Clusters - Materialize

Overview

Clusters are pools of compute resources (CPU, memory, and scratch disk space) for running workloads in Materialize. Every operation that requires computation — maintaining sources, indexes, materialized views, or executing queries — must run on a cluster.

-- Create a cluster
CREATE CLUSTER transform_cluster SIZE = '100cc';

-- Use it for a materialized view
CREATE MATERIALIZED VIEW customer_metrics
IN CLUSTER transform_cluster AS
SELECT 
    customer_id,
    COUNT(*) as order_count
FROM orders
GROUP BY customer_id;

Clusters provide resource isolation — workloads on different clusters cannot interfere with each other’s performance.

What Requires Clusters

The following operations require compute resources and must be associated with a cluster:

Sources

Continuously ingesting data from external systems

CREATE SOURCE kafka_events
IN CLUSTER source_cluster
FROM KAFKA CONNECTION kafka_conn
(TOPIC 'events')
FORMAT JSON;

Materialized Views

Incrementally maintaining query results

CREATE MATERIALIZED VIEW summary
IN CLUSTER transform_cluster AS
SELECT * FROM orders;

Indexes

Storing results in memory for fast queries

CREATE INDEX idx
IN CLUSTER serving_cluster
ON my_view(customer_id);

Sinks

Streaming data to external systems

CREATE SINK kafka_sink
IN CLUSTER sink_cluster
FROM my_view
INTO KAFKA CONNECTION kafka_conn
(TOPIC 'output')
FORMAT JSON;

Queries

Executing ad-hoc SELECT and SUBSCRIBE

SET CLUSTER = serving_cluster;

SELECT * FROM my_view
WHERE customer_id = 'CUST-123';

Resource Isolation

Clusters provide strict resource isolation:

┌──────────────────┐     ┌──────────────────┐     ┌──────────────────┐
│  Source Cluster  │     │ Transform Cluster│     │ Serving Cluster  │
│  - CPU: 4 cores  │     │  - CPU: 8 cores  │     │  - CPU: 4 cores  │
│  - RAM: 16 GB    │     │  - RAM: 32 GB    │     │  - RAM: 16 GB    │
│  - Disk: 100 GB  │     │  - Disk: 200 GB  │     │  - Disk: 100 GB  │
└──────────────────┘     └──────────────────┘     └──────────────────┘

Key properties:

Workloads on one cluster cannot consume resources from another
Clusters can fail independently without affecting others
Each cluster has its own memory for indexes and arrangements
Queries in one cluster cannot use indexes from another

If a cluster runs out of memory or CPU, only workloads on that cluster are affected.

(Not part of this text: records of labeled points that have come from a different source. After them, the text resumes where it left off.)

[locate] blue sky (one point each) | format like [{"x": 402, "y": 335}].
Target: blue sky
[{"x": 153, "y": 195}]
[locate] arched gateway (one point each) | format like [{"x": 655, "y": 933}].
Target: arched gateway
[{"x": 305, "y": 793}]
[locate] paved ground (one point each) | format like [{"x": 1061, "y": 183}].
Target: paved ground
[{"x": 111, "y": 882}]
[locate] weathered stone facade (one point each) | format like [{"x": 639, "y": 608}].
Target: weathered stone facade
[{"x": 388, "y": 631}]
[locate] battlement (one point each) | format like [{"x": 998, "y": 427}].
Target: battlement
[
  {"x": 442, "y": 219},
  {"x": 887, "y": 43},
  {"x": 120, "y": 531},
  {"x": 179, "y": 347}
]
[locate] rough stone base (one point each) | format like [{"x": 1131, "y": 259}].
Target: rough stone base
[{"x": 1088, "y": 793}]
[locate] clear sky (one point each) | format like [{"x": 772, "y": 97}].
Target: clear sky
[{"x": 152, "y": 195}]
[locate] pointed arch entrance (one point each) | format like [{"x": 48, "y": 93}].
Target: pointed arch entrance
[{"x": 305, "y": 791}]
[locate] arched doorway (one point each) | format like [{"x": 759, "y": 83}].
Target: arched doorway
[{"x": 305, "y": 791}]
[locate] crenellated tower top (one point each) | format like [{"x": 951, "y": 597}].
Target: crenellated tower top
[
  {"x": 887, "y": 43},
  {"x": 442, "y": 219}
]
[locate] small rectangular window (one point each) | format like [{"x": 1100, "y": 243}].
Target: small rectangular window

Other clusters continue operating normally.

Cluster Sizing

Clusters are sized using compute credits (cc), which determine resource allocation:

Size	vCPU	Memory	Disk	Use Case
`25cc`	1	4 GB	25 GB	Development, light workloads
`50cc`	2	8 GB	50 GB	Small production sources/sinks
`100cc`	4	16 GB	100 GB	Medium production workloads
`200cc`	8	32 GB	200 GB	Large transforms, many indexes
`400cc`	16	64 GB	400 GB	Heavy aggregations, large state
`600cc`	24	96 GB	600 GB	Very large workloads
`800cc`	32	128 GB	800 GB	Extreme scale

Creating Clusters

-- Small cluster for development
CREATE CLUSTER dev_cluster SIZE = '25cc';

-- Medium cluster for production sources
CREATE CLUSTER source_cluster SIZE = '100cc';

-- Large cluster for complex transformations
CREATE CLUSTER transform_cluster SIZE = '400cc';

-- Cluster with multiple replicas for fault tolerance
CREATE CLUSTER ha_cluster (
    SIZE = '200cc',
    REPLICATION FACTOR = 2
);

Resizing Clusters

Clusters can be resized dynamically:

-- Scale up for increased load
ALTER CLUSTER transform_cluster SET (SIZE = '400cc');

-- Scale down during low-traffic periods
ALTER CLUSTER transform_cluster SET (SIZE = '100cc');

Use the Environment Overview page in the Materialize Console to monitor CPU and memory utilization before resizing.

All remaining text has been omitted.